Evidemment, l'amour est partout dans le rock depuis la première milliseconde où le rock a existé, et le mot "love" y est sans doute le plus utilisé de tous les mots de la langue anglaise depuis 70 ans (la vaillante encyclopédie en ligne AllMusic en recense 999,844). Mais combien de disques ont osé s'appeler "Love", purement et simplement, à l'exception de tout autre mot?
Après enquête un peu précipitée, on en recense deux: il y a l'atroce megamix des Beatles, compilé pour un spectacle du Cirque du Soleil à Las Vegas et dont le titre a sans doute été conceptualisé par trois algorithmes et une demi-douzaine de cols blancs véreux; et puis il y a le premier album éponyme de Love, mais dans le cas du groupe d'Arthur Lee, la radicalité poétique du geste tenait plus dans le choix du sobriquet que dans celui du titre du disque dont il n'était qu'une déclinaison.
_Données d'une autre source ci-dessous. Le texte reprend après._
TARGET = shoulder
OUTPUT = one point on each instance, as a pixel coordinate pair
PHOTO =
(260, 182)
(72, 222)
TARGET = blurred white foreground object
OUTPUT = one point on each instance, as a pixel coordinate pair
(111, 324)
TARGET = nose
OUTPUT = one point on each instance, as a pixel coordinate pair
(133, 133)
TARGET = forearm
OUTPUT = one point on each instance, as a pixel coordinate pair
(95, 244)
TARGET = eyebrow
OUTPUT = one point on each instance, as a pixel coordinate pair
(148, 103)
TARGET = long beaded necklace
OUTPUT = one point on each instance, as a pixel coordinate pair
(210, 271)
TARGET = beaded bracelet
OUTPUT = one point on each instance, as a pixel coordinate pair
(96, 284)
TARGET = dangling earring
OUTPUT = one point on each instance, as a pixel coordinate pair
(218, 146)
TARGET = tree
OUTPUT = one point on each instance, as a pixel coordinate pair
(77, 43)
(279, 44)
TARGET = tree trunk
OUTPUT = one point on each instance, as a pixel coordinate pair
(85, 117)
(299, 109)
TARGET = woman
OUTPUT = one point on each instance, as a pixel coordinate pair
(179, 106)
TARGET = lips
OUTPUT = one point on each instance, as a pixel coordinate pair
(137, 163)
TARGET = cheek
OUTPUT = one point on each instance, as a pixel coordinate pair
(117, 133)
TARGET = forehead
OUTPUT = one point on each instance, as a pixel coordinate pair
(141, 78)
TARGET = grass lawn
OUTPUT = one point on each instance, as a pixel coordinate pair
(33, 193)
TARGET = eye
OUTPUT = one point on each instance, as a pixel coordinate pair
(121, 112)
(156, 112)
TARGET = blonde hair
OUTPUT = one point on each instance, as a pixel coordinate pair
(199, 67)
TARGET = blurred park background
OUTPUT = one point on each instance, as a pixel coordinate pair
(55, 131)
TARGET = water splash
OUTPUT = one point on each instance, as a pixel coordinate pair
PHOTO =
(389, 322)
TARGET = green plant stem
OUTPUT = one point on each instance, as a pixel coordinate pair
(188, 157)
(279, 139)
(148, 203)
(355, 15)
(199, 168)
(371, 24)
La question qu'on se pose légitimement au sujet du quatrième album de Damon McMahon sous le nom d'Amen Dunes est donc: nourrit-il des ambitions de disque statement? La réponse est: rien n'est moins sûr. De son propre aveu un fieffé traditionaliste un peu vieux dans sa tête, McMahon fait partie de cette espèce en voie de disparition de musiciens qui agissent très volontairement hors du flux, des règles et des cadences de la musique à l'ère d'Internet, et préconisent violemment des habitus d'écoute intenses, prolongés et détachés des problématiques triviales de l'actualité.
S'il a appelé son nouveau disque Love, ce n'est donc pas pour faire un coup mais parce que ça fait sens pour ce qu'il a à y dire et à y faire. En l'occurence, le sésame se trouve tout entier dans la dernière chanson du disque qui lui donne son nom: huit minutes faussement apaisées et étrangement lénifiantes qui rappellent étrangement le "Gimme Shelter" des Rolling Stones et retournent l'essence de l'obscur objet du désir dans à peu près tous les sens, de manière un peu similaire à celle dont Wagner force ses amants tragiques à le faire dans le deuxième acte de Tristan et Isolde.
Bon je vais un peu peu loin en citant Wagner mais il est certain que McMahon, ce type dont tous ses fans attendent en gros qu'il accouche de lui-même depuis son premier CD-R, fait un pas de géant avec Love. Main dans la main avec Efrim de Godspeed You Black Emperor! & co., Colin Stetson et Elias Bender Ronnenfelt de Iceage, il s'est fabriqué un terrain de jeu velvetien-nielyoungien-dylanien à la fois très souple et plus ouvertement authentique qui lui permet de nous parler pour la première fois sans affèterie et sans obstacle de ce qu'il a sur le coeur.
Après des années de "hate music", Love est donc franchement, radicalement, entièrement le premier disque que l'Américain aimerait que le monde aime, franchement, radicalement, entièrement. Ce qui ne veut pas dire que sa musique ressemble à du Springsteen, ni qu'il en fasse des tonnes. Débarrassé de la crasse et du boucan, l'Américain n'a besoin de rien de plus qu'un piano bastringue enregistré de loin, d'un choeur de fausset chanté par trois sacs à bière et d'un vieil écho sur sa voix pour faire passer son message: l'amour, eh ben finalement, tu vois, c'est pas si pire.